# 試證明質數有無限多個

Give an integer $n\geq 3$, Claim there exists a prime number $p$ such that $n < p < n!$

Consider $a = n!-1$, then there must be some prime number $p < n!$ such that $p \mid a$.

If $p \leq n$, then $p \mid n!$, thus we have $p \mid (n!-a)$, that is $p \mid 1$, contradiction. Hence $n < p < n!$.

Take ${a_i \mid a_1 = 3, a_{i+1} = (a_i)!, \forall i\geq 1}$, given positive integer $i$, there exists some $p_i$ s.t. $a_i < p_i < a_{i+1} = (a_i)!$, and ${p_i}$ is strictly increasing, then we are done.

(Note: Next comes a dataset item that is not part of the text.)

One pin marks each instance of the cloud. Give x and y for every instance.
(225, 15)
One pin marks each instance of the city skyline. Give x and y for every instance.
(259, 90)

$$\tag{*A}\prod\limits_{i=1}^{n}\sum\limits_{j=0}^{\infty}\frac{1}{p_i^j} = \prod\limits_{i=1}^{n}\frac{1}{1-1/p_i}$$

$$\tag{*B}\prod\limits_{i=1}^{n}\sum\limits_{k=1}^{\infty}\frac{1}{p_i^j} = \sum\limits_{j=0}^{\infty}\frac{1}{p_1^{r_1}}\times\frac{1}{p_2^{r_2}}\times\cdots\times\frac{1}{p_n^{r_n}}$$

$$\tag{*C}\prod\limits_{i=1}^{n}\sum\limits_{j=0}^{\infty}\frac{1}{p_i^j} = \sum\limits_{k=1}^{\infty}\frac{1}{k}$$

*C 的值卻是發散。於是我們得到矛盾，因此質數有無限多個。